Region: North America

Anthropic, the artificial intelligence company behind the Claude model, has signed a landmark 20-year lease with TeraWulf for a data center at the Justified Data campus in Hawesville, Kentucky. The agreement is expected to generate approximately $19 billion in revenue for TeraWulf over its term, marking one of the largest single-tenant data center commitments in the industry. The deal underscores the accelerating demand for dedicated infrastructure among leading AI labs, which are increasingly moving beyond cloud rental agreements to secure long-term, controlled capacity.

The Justified Data campus, built on a former aluminum processing site that TeraWulf acquired in February 2026 for $200 million, is being developed in phases and will offer up to 401 megawatts of IT capacity once fully operational. Initial capacity is expected to come online in the second half of 2027, with the entire campus reaching full operation by early 2028. Paul Prager, chairman and CEO of TeraWulf, said the lease validates the company’s strategy and establishes a durable revenue stream with one of the world’s leading AI firms. He noted that the timing of the announcement reflects the completion of final documentation and customary transaction processes.

The deal follows a period of aggressive infrastructure expansion by Anthropic. In June 2026, reports emerged that the company had signed more than a dozen letters of intent with data center developers. Historically, Anthropic has relied heavily on cloud providers for compute capacity, committing to rent more than 10 gigawatts of servers from partners including Google, Amazon Web Services, Akamai, CoreWeave, and Fluidstack. Notably, Anthropic signed a $200 billion agreement with Google and a $50 billion partnership with Fluidstack. The company has also leased entire data centers from SpaceX/xAI, including the Colossus 1 facility for $1.25 billion per month and space in Colossus II.
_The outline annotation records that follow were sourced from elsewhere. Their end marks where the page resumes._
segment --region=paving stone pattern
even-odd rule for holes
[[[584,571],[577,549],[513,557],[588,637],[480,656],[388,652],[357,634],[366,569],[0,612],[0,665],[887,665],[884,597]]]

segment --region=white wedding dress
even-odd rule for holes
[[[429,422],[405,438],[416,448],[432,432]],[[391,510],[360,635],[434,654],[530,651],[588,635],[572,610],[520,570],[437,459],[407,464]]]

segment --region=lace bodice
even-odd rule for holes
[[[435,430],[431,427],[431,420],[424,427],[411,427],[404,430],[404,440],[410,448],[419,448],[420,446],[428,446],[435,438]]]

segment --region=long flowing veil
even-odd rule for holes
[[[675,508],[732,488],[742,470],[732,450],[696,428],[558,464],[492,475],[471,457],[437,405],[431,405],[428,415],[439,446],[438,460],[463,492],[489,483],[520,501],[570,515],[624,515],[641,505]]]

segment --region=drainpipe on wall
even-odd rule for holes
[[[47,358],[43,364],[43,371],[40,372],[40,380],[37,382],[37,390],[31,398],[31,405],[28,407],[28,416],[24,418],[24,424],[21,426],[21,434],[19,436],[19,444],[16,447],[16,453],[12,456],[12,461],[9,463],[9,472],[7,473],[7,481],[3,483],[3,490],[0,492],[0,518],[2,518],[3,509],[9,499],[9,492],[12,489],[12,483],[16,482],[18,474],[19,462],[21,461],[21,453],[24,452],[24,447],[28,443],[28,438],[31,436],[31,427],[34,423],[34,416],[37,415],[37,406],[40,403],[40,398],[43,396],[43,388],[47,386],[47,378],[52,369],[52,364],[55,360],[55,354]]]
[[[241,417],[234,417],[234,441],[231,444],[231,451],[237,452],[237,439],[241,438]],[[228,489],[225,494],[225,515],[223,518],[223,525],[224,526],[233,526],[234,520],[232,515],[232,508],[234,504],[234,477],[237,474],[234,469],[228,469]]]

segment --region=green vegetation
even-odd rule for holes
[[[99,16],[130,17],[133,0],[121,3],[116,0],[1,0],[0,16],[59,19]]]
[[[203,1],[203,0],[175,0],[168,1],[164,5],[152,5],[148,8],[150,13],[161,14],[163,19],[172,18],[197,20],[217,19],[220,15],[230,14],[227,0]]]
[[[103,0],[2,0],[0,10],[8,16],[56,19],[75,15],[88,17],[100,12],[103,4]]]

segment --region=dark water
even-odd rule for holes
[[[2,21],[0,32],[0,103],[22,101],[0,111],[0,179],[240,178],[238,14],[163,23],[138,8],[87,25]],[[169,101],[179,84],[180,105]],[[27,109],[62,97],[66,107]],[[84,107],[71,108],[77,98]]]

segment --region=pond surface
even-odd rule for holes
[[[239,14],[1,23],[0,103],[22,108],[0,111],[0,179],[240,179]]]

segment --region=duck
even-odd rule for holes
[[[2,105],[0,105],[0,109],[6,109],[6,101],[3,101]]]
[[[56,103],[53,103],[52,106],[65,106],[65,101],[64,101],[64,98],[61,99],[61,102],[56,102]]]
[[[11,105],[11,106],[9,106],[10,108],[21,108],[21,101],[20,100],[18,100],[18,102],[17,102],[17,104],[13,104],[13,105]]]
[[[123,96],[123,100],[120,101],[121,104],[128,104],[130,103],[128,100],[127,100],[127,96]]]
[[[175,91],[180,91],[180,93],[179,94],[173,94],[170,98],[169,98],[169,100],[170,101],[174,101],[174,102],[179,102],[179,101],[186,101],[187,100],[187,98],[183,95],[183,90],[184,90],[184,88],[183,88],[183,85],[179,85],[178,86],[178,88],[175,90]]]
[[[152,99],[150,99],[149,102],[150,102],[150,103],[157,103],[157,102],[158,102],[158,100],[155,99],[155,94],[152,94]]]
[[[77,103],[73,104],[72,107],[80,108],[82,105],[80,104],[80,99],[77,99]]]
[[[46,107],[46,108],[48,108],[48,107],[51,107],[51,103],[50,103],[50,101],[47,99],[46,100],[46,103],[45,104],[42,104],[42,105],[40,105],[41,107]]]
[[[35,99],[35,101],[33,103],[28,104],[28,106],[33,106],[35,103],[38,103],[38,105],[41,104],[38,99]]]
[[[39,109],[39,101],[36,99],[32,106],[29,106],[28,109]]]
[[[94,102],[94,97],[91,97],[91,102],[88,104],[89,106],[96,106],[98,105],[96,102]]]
Separately, TeraWulf announced the sale of its entire 50.1 percent ownership stake in the Abernathy Joint Venture, a 168-megawatt data center campus in Abernathy, Texas, formed in October 2025 with Fluidstack. The stake was sold to an investor group led by Fluidstack, allowing TeraWulf to realize value from its $450 million investment and redeploy capital into other infrastructure platforms. Prager emphasized that the divestiture crystallizes the value created through the investment and generates capital for projects where TeraWulf maintains direct ownership, customer relationships, and operational control. Fluidstack, backed by Google, remains a major customer of TeraWulf’s New York campus near Buffalo, with its capacity ultimately serving Anthropic.

Together, these transactions position TeraWulf for its next phase of growth, centered on owning and operating critical infrastructure assets and maintaining direct relationships with customers. The company believes this model offers the greatest opportunity to generate durable cash flows and attractive long-term returns for shareholders.